Quote Of The Year

Timeless Quotes - Sadly The Late Paul Shetler - "Its not Your Health Record it's a Government Record Of Your Health Information"


H. L. Mencken - "For every complex problem there is an answer that is clear, simple, and wrong."

Thursday, December 15, 2016

The Thoughtful Academic Paper Everyone Is Discussing - Time For Some More Information!

I was alerted to this by Karen Dearne within moments of it appearing!

'My [Electronic] Health Record' – Cui Bono (for Whose Benefit)?

Danuta Mendelson

Deakin University, Geelong, Australia - Deakin Law School

Gabrielle Wolf

Deakin University, Geelong, Australia - Deakin Law School
December 7, 2016
(2016) 24 Journal of Law and Medicine
We examine the operation of Australia’s national electronic health records system, known as the “My Health Record system”. Pursuant to the My Health Records Act 2012 (Cth), every 38 seconds new information about Australians is uploaded onto the My Health Record system servers. This information includes diagnostic tests, general practitioners’ clinical notes, referrals to specialists and letters from specialists. Our examination demonstrates that the intentions of successive Australian Governments in enabling the collection of clinical data through the national electronic health records system, go well beyond statutorily articulated reasons (overcoming “the fragmentation of health information”; improving “the availability and quality of health information”; reducing “the occurrence of adverse medical events and the duplication of treatment”; and improving “the coordination and quality of healthcare provided to healthcare recipients by different healthcare providers”). Not only has the system failed to fulfil its statutory objectives, but it permits the wide dissemination of information that historically has been confined to the therapeutic relationship between patient and health practitioner.

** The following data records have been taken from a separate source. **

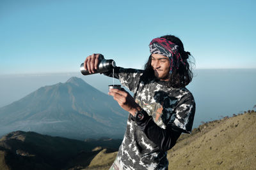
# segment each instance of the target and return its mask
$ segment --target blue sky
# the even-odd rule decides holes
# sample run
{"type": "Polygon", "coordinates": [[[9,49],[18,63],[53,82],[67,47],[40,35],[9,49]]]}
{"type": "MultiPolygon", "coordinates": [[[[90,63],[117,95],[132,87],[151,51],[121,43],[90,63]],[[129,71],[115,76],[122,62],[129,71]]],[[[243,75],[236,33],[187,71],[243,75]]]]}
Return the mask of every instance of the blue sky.
{"type": "Polygon", "coordinates": [[[0,74],[79,71],[101,53],[141,69],[172,34],[196,69],[256,68],[256,1],[0,1],[0,74]]]}

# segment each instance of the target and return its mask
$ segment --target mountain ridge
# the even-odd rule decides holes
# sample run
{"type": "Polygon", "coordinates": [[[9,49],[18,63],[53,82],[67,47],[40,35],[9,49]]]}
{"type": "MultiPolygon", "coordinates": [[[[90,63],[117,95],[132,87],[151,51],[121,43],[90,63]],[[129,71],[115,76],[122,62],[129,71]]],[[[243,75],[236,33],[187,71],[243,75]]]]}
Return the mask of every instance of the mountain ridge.
{"type": "Polygon", "coordinates": [[[1,108],[0,136],[22,130],[80,139],[118,138],[124,132],[127,115],[112,97],[72,77],[1,108]]]}

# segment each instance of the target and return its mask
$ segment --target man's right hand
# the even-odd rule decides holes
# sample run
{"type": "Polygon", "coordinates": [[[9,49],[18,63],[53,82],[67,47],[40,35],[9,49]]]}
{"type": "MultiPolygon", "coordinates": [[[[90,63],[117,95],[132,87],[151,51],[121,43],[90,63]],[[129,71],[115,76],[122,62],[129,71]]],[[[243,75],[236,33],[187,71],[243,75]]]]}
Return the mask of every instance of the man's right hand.
{"type": "Polygon", "coordinates": [[[95,69],[98,69],[99,59],[104,57],[100,53],[93,53],[86,57],[84,62],[84,67],[85,70],[88,70],[91,74],[94,73],[95,69]]]}

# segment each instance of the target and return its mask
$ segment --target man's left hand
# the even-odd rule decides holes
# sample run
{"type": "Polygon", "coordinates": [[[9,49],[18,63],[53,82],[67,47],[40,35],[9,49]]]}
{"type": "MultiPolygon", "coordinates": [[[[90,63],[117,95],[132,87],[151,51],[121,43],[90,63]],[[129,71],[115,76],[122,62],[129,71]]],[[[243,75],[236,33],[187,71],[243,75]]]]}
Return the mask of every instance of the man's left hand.
{"type": "Polygon", "coordinates": [[[136,111],[141,110],[140,105],[135,102],[134,99],[123,88],[122,90],[109,89],[108,94],[113,97],[121,108],[129,112],[133,116],[135,115],[136,111]]]}

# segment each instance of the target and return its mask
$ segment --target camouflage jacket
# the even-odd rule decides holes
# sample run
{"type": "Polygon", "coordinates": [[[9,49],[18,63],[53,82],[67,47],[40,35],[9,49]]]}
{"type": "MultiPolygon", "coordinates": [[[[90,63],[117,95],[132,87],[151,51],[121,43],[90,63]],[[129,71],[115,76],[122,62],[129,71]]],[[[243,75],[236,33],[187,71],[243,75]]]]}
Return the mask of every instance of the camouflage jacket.
{"type": "Polygon", "coordinates": [[[186,88],[168,87],[164,81],[145,83],[141,78],[143,70],[116,67],[115,71],[115,77],[134,94],[145,113],[140,122],[129,114],[116,169],[168,169],[166,150],[182,132],[191,131],[195,111],[192,94],[186,88]]]}

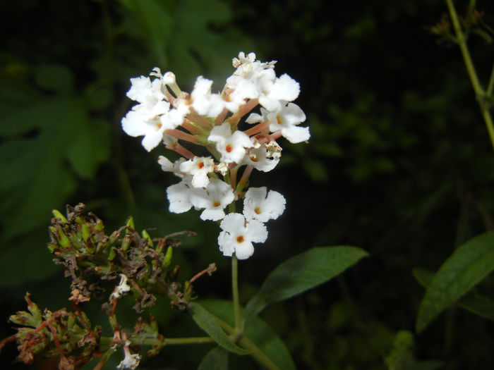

After considering several other purposes for which the system is apparently designed, and who stands to benefit from it, we conclude that the government risks losing the trust of Australians in its electronic health care policies unless it reveals all of its objectives and obtains patients’ consent to the use and disclosure of their information.
Number of Pages in PDF File: 14
Keywords: electronic health records system, privacy, Big Data, surveillance, control
JEL Classification: L18, K19, K39
Here is the link:
The conclusion says it all!
The My Health Record system and the legislation that establishes and supports it have fundamentally changed understandings of the functions of clinical records. No longer created and used simply to provide health care to patients, health practitioners’ records of their treatment of patients have become property for use by government and commercial entities for a variety of purposes well beyond serving patients’ therapeutic needs. Patients’ lack of control over their electronic records and derivation of minimal, if any, benefit from the My Health Record system will ultimately engender distrust in the system. To have any hope of restoring the community’s faith in electronic health records, the Australian Government will need to ensure that the My Health Record system genuinely serves patients’ interests, be completely transparent about all of the objectives of the system, and obtain patients’ agreement to the collection, use and disclosure of their health information for purposes that may not benefit them personally. In other words, the government operating the My Health Record system needs to be mindful of Immanuel Kant’s second categorical imperative to “act in such a way that you treat humanity, whether in your own person or in the person of any other, never merely as a means to an end, but always at the same time as an end”.124
Really worth a close read. I am assured the authors are genuine experts in the areas of big data etc.
The bottom line is that these authors believe that this initiative is a wrong headed, intrusive and unjustified policy intervention


Anonymous said...

Over to you Tim zkelsey, are you all about patient dignity and the rights of civil society? Or are you just out for glory using poor patients as a tool for your own selfish aims?

Anonymous said...

To be fair, he has been given an ugly, disabled pig. No amount of lipstick will fix it - and the government wants to keep the pig.

Dr David G More MB PhD said...

Surely it is Tim's job to explain to them why that is a very bad and very expensive idea?

But I guess I am in a Christmas haze!


Anonymous said...

Do you suppose the government wants to hear that? They've never listened before, why start now. The ADHA does what Ley tells it. Tim should have worked that one out by now.

Anonymous said...

2:27 PM The ADHA does what Ley tells it.
The ADHA does what the bureaucrats want it to do. Senior bureaucrats are on the ADHA Board. The Minister does what the bureaucrats advise her to do. The Minister does not have the depth of knowledge or expertise to do otherwise - she is dependent on the advice provided by her Department. Senior bureaucrats in the Department control the Agenda; always have, always will. The less knowledge they have the more influence they exert to prove to themselves they know what they are doing.

Anonymous said...

Well the ADHA is what it was intended to be - Another Department of Health Adjunct.

Anonymous said...

Concerning paper indeed, what will the consumer health forum do? What will various privacy groups do? Very little is my guess, faced with reality they will scamper into the shadows and get flogged off with some sort of research grant and write a paper on how wonderful this all is.